There are many different kinds of metals and metal alloys (mixtures of metal). Each alloy is designed for a particular set of desirable properties, such as "resist the heat of reentering the atmosphere", or "resist the pressure of thousands of feet under the ocean", or combinations of properties, like "resist corrosion from salt water and withstand pressure".

But the physical properties of an alloy do not result only from the mixture of metals that are in it. It also results from certain treatment of the metal, like heat treating.

By carefully heating and cooling a piece of metal, it can be made harder or softer. If we were doing this commercially, and the properties of the alloy were very important, the protocol to get exactly the performance we want could be quite complicated: heat to this temperature, hold for this amount of time, cool X degrees per minute until it reaches this other temperature, hold it for this time, suddenly drop it Y degrees...

Annealing

We aren't aiming for precision here. Our goal is simply to make a chunk of metal as soft as we can, so we can do something like drill a hole in it.

The steps are pretty simple:

Getting the metal hot enough is important. If you don't get the metal up to its "Curie temperature", this procedure won't work. The Curie temperature is different for every different alloy. The simplest way to see if you have gotten the metal hot enough is to test it with a magnet. When ferrous metal (that is normally attracted to a magnet) stops being attracted to a magnet, it has reached the Curie temperature.

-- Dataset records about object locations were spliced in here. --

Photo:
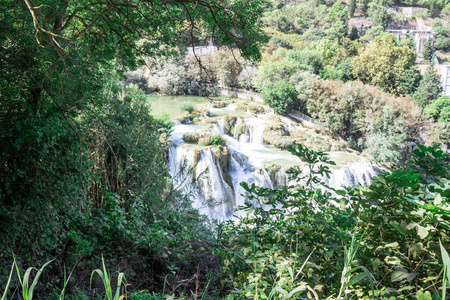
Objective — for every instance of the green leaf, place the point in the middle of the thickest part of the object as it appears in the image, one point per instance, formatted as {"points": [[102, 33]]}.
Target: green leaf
{"points": [[423, 296], [401, 274], [446, 260]]}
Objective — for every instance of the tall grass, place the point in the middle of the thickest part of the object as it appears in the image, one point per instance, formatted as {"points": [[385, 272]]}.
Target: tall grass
{"points": [[27, 290], [446, 270], [5, 293], [348, 276]]}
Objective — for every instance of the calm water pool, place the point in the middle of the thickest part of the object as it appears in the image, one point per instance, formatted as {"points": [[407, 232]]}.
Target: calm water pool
{"points": [[174, 106]]}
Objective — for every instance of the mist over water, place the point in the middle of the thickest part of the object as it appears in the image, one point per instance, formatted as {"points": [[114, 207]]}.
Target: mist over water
{"points": [[217, 179]]}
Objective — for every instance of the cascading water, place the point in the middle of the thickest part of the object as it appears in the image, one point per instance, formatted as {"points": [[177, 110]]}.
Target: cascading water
{"points": [[218, 172]]}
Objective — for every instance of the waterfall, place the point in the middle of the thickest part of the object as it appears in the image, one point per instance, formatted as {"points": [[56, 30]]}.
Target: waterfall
{"points": [[213, 177]]}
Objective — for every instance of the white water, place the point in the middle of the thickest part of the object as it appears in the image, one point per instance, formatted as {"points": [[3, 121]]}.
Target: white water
{"points": [[218, 189]]}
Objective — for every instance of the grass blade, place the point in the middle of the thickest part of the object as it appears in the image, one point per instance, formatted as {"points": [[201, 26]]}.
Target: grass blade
{"points": [[66, 281], [36, 279], [5, 293]]}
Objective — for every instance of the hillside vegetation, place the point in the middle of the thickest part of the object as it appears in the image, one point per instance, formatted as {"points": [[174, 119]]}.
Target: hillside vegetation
{"points": [[84, 181]]}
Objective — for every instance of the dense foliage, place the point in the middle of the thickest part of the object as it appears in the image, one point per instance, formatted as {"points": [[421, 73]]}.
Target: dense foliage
{"points": [[382, 240]]}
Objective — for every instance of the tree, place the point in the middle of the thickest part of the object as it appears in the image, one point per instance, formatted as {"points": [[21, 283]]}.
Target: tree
{"points": [[352, 8], [353, 35], [383, 63], [81, 158], [410, 81], [378, 15], [364, 6], [281, 96], [430, 88], [227, 68], [338, 20], [428, 51]]}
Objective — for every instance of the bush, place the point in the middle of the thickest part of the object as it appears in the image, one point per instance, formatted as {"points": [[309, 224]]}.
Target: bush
{"points": [[214, 140], [189, 107], [439, 110], [281, 96]]}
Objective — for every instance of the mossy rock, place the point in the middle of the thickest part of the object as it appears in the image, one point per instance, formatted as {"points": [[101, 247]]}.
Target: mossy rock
{"points": [[277, 139], [229, 122], [193, 137], [256, 108], [222, 154], [340, 146], [276, 127], [211, 139], [242, 106]]}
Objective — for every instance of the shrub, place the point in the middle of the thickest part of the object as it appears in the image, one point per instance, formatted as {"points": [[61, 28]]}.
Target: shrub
{"points": [[189, 107]]}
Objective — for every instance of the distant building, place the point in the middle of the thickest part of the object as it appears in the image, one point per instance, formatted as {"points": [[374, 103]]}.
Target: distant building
{"points": [[408, 12], [419, 36], [203, 50]]}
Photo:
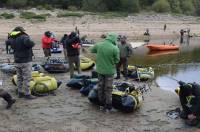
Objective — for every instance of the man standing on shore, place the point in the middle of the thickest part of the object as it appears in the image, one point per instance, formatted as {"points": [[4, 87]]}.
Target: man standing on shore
{"points": [[106, 60], [125, 52], [73, 50], [47, 41], [22, 45]]}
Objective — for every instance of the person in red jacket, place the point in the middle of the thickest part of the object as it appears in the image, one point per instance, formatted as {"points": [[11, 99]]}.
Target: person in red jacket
{"points": [[47, 41]]}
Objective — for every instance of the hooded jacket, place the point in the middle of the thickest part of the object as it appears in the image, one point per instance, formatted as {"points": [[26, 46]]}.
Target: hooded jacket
{"points": [[22, 46], [107, 55]]}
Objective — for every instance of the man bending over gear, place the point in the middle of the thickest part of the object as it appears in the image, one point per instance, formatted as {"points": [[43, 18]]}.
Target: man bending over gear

If you don't have a magnet handy, it is often sufficient to just get the metal orange-hot. If you complete the procedure and the metal is still to hard, you can heat it up and try again.

Cooling the metal slowly enough is also very important. If the metal cools too rapidly, it will stay hard, or even get harder than it started out! Start by slowly moving the propane torch back, a little at a time. Do this whole procedure in a sheltered area, where puffs of wind won't suddenly cool the metal.

[photo] When you first apply the propane torch, you will see some smoke, flame and burning stuff. This is paint, coatings, and other stuff. Don't breathe the smoke, but don't get excited by any bright orange sparkles that you see.

[photo] Look for a dull orange glow, like that to the left side of this picture.